Why is it so hard to quit smoking?

Nearly five million people in Canada smoke. The majority of them want to quit, but quitting can be hard. In fact, most smokers try to quit 5-7 times before they finally succeed. Every year, millions of Canadians try to quit but don't succeed.

Why is quitting so hard? Because smoking is more than a habit—it's an addiction to nicotine. Nicotine binds to receptors in the brain and causes chemical reactions that affect how a person feels and acts.
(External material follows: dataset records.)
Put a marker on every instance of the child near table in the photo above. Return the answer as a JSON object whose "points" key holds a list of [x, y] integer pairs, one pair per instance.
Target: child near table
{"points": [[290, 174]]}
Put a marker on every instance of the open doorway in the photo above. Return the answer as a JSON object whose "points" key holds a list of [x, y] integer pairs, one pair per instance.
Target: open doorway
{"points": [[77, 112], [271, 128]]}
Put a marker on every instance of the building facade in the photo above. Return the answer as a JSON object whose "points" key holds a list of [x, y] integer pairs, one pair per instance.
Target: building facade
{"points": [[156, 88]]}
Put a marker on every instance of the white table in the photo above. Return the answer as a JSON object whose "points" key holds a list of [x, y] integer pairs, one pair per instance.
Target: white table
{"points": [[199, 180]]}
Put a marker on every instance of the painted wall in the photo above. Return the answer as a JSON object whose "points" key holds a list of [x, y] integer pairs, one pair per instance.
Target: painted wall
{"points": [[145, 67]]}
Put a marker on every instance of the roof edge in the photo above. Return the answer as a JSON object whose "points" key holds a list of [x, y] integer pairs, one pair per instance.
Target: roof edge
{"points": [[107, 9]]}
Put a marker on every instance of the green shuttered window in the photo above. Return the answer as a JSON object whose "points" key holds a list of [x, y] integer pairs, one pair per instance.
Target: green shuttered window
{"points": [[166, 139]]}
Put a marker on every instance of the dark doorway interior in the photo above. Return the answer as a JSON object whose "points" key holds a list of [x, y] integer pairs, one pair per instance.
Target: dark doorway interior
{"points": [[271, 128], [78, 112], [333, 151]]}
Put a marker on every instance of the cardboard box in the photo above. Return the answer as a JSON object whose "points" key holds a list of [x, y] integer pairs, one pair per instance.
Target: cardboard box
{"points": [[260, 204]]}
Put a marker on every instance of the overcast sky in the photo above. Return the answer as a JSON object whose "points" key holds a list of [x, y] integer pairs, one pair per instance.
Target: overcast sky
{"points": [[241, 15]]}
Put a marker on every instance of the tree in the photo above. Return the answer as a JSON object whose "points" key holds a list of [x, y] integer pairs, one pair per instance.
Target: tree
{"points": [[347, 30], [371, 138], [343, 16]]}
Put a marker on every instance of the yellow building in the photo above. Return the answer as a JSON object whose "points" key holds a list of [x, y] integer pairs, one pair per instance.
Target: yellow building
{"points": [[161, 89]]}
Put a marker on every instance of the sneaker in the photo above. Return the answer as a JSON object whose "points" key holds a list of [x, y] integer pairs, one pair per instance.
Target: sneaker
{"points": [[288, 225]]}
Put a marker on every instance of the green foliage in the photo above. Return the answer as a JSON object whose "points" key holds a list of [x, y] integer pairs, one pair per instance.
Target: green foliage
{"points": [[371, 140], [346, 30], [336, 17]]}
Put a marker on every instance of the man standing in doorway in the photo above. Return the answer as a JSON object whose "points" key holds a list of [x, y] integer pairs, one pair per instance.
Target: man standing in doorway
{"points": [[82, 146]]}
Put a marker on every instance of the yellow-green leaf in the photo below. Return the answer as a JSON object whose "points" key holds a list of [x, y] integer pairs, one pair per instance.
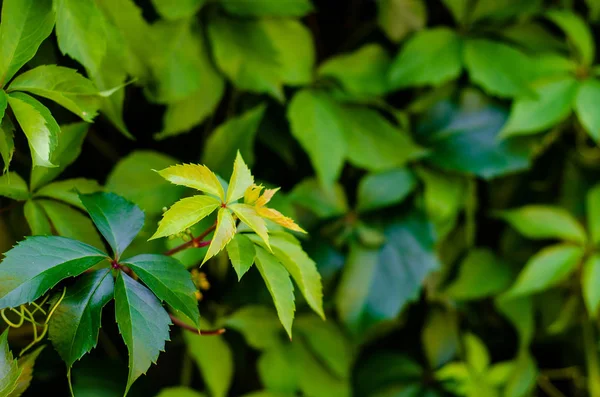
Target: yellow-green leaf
{"points": [[195, 176], [184, 214], [241, 179], [223, 234], [250, 217]]}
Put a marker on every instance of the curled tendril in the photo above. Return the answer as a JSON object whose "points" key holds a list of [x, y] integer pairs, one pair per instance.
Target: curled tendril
{"points": [[26, 315]]}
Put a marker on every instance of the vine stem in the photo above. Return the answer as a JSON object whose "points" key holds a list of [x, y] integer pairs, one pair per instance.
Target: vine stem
{"points": [[193, 330], [196, 242]]}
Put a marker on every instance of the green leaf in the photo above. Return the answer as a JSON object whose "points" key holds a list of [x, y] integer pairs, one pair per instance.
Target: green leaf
{"points": [[9, 370], [26, 364], [293, 43], [68, 222], [182, 67], [258, 324], [133, 178], [577, 32], [7, 142], [300, 266], [325, 203], [184, 214], [250, 217], [50, 260], [552, 104], [463, 137], [315, 121], [545, 222], [244, 53], [236, 134], [143, 323], [176, 10], [389, 148], [13, 186], [195, 176], [215, 360], [62, 85], [589, 283], [241, 254], [169, 281], [593, 213], [75, 324], [383, 189], [66, 151], [587, 96], [117, 219], [39, 126], [376, 284], [81, 32], [548, 267], [481, 274], [26, 23], [418, 64], [36, 218], [362, 73], [224, 232], [500, 69], [398, 18], [68, 191], [279, 285], [291, 8]]}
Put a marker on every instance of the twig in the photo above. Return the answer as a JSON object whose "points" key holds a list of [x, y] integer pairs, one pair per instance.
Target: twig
{"points": [[195, 242], [188, 327]]}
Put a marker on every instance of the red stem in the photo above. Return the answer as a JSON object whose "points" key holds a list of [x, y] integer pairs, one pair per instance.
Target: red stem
{"points": [[193, 330], [196, 242]]}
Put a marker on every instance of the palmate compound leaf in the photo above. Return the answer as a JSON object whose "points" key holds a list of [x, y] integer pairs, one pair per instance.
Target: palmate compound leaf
{"points": [[117, 219], [184, 214], [38, 263], [74, 326], [169, 281], [143, 323], [9, 370]]}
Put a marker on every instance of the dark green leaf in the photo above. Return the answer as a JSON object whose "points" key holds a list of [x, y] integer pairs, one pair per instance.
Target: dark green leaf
{"points": [[66, 151], [143, 323], [50, 259], [75, 324], [377, 284], [316, 122], [280, 286], [117, 219], [398, 18], [25, 24], [236, 134], [62, 85], [9, 370], [384, 189], [241, 254], [169, 281], [418, 64], [39, 126], [13, 186]]}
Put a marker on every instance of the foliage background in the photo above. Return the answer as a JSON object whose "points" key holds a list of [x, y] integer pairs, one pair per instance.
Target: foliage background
{"points": [[401, 131]]}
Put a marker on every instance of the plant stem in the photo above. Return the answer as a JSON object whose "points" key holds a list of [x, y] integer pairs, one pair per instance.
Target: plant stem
{"points": [[193, 330], [196, 242]]}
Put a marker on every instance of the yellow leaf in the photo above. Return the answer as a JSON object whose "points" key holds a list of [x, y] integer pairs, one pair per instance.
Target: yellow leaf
{"points": [[195, 176], [252, 194], [266, 197], [241, 180], [223, 234], [279, 218], [184, 214], [250, 217]]}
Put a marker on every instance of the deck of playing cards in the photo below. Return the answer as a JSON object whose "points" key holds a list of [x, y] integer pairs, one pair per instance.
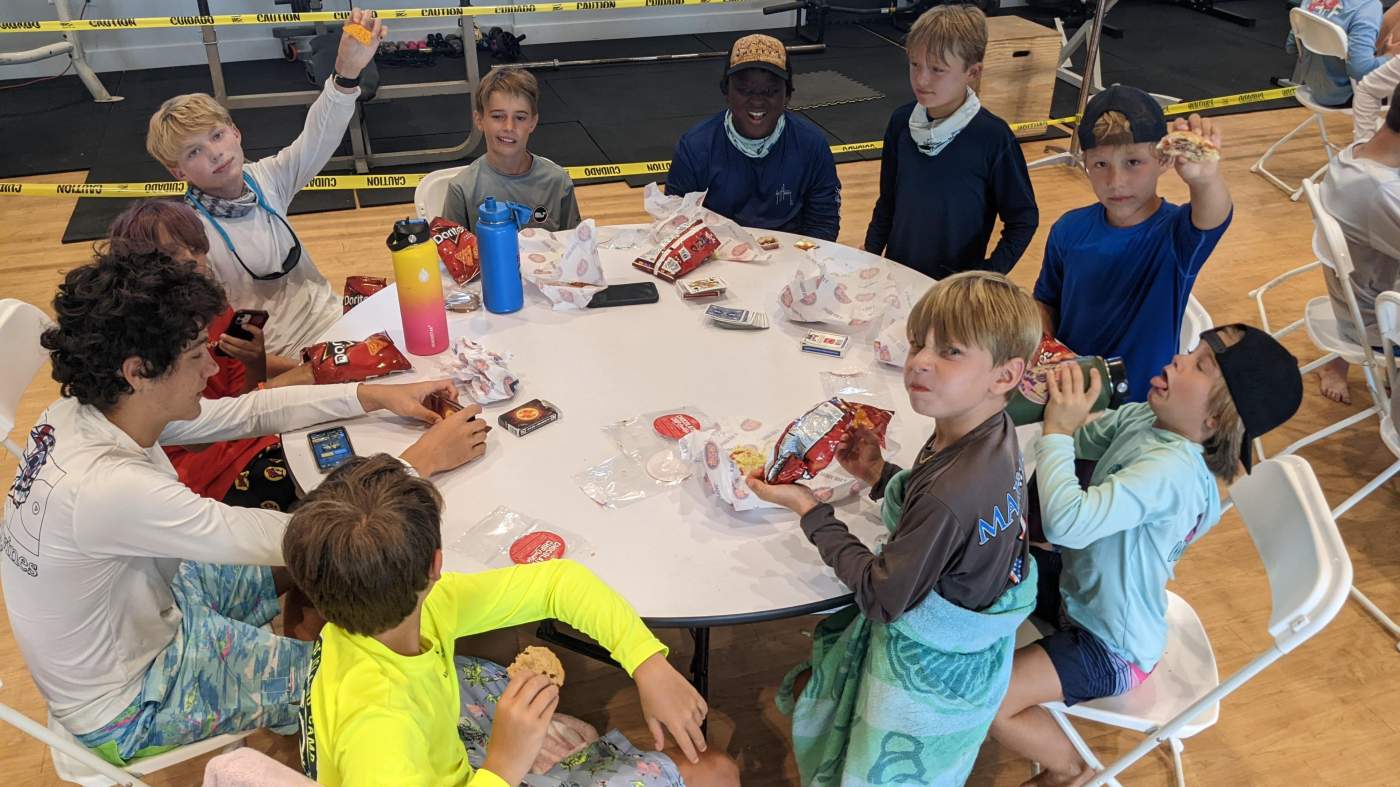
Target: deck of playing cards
{"points": [[702, 289], [825, 343], [725, 317]]}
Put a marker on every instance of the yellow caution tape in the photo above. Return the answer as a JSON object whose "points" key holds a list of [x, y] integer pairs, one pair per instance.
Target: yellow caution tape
{"points": [[150, 23], [336, 182]]}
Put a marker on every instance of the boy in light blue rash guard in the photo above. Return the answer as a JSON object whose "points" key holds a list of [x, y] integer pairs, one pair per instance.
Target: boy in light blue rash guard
{"points": [[1152, 493]]}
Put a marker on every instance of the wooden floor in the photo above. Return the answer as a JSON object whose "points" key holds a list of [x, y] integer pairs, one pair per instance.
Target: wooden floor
{"points": [[1327, 713]]}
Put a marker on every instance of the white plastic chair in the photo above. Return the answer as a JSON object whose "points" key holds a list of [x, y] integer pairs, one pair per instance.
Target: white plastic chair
{"points": [[1194, 322], [1388, 322], [1309, 574], [1325, 39], [20, 357], [76, 763], [1320, 321], [431, 192]]}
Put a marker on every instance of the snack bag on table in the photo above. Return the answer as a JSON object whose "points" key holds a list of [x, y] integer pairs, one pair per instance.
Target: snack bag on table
{"points": [[354, 361], [842, 287], [675, 212], [569, 273]]}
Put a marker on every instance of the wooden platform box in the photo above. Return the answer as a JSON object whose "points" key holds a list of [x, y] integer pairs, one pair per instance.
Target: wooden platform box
{"points": [[1018, 73]]}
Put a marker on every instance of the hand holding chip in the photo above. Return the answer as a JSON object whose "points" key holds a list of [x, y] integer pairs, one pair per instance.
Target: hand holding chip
{"points": [[791, 496], [359, 42], [860, 455]]}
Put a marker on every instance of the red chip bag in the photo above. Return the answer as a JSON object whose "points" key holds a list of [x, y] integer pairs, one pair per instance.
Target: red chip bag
{"points": [[457, 248], [808, 444], [683, 252], [360, 287], [354, 361]]}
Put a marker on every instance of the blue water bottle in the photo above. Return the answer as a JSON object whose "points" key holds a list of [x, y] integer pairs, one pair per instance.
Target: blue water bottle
{"points": [[497, 237]]}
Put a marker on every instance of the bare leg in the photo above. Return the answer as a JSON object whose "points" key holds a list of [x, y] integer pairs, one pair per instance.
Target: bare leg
{"points": [[714, 769], [1332, 381], [1026, 728]]}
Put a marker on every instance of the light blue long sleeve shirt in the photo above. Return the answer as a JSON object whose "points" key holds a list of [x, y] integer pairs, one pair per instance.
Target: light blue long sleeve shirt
{"points": [[1327, 77], [1150, 497]]}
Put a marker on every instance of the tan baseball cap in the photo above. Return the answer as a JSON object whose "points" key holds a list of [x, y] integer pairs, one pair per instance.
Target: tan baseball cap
{"points": [[759, 52]]}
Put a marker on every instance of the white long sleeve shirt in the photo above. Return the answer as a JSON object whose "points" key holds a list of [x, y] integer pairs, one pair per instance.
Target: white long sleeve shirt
{"points": [[95, 528], [301, 307]]}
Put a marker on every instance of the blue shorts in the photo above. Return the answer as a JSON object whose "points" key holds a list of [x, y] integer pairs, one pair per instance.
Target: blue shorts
{"points": [[1088, 668], [226, 671], [608, 762]]}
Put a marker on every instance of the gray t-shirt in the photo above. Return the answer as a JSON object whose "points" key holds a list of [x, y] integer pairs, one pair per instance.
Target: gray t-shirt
{"points": [[545, 189]]}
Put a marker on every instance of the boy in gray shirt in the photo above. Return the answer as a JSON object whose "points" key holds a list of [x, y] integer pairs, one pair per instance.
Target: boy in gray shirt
{"points": [[507, 111]]}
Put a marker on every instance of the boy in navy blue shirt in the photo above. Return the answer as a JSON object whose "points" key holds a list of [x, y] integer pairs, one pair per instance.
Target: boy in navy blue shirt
{"points": [[762, 165], [1116, 275], [949, 168]]}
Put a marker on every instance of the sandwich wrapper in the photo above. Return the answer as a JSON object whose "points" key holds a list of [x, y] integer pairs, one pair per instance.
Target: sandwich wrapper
{"points": [[892, 340], [840, 286], [674, 213], [727, 453], [482, 373], [564, 266]]}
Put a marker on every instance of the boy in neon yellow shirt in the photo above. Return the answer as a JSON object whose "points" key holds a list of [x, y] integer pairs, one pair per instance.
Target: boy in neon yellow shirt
{"points": [[389, 705]]}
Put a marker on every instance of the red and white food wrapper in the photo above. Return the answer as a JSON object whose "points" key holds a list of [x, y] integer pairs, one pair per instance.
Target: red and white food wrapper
{"points": [[725, 454], [839, 286], [482, 373], [571, 276], [457, 249], [508, 538], [1050, 353], [808, 444], [359, 289], [679, 254], [354, 361], [675, 212], [892, 340]]}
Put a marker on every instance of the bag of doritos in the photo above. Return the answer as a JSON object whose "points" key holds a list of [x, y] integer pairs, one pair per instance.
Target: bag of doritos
{"points": [[354, 361]]}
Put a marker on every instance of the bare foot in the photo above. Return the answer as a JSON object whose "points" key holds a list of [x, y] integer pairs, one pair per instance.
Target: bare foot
{"points": [[1332, 381]]}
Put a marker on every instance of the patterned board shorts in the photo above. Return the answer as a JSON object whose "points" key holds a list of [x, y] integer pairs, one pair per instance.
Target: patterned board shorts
{"points": [[223, 672], [608, 762]]}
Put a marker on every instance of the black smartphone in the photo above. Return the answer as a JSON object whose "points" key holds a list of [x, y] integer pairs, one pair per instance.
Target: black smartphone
{"points": [[625, 296], [331, 447], [238, 326]]}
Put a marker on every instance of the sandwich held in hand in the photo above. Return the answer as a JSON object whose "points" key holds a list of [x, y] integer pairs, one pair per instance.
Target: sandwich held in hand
{"points": [[536, 660], [1190, 146]]}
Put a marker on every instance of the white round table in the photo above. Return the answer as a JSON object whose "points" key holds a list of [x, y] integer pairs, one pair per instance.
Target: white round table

One of these chemical reactions is the release of dopamine, which is associated with creating feelings of pleasure and reinforcing reward-seeking behaviour. Dopamine is released naturally during experiences such as eating food or sexual activity, but when you smoke, nicotine increases the release of dopamine which is associated with a feeling of pleasure.

When a smoker stops smoking, the amount of dopamine in their body drops and they experience nicotine withdrawal symptoms. These withdrawal symptoms include depressed mood, craving, irritability, frustration or anger, anxiety and difficulty concentrating.

Nicotine withdrawal symptoms are the main reason why most smokers fail to quit. Withdrawal symptoms may happen whether a smoker quits cold turkey or with the help of medication. However, these symptoms are temporary and can be managed by taking positive actions when they occur.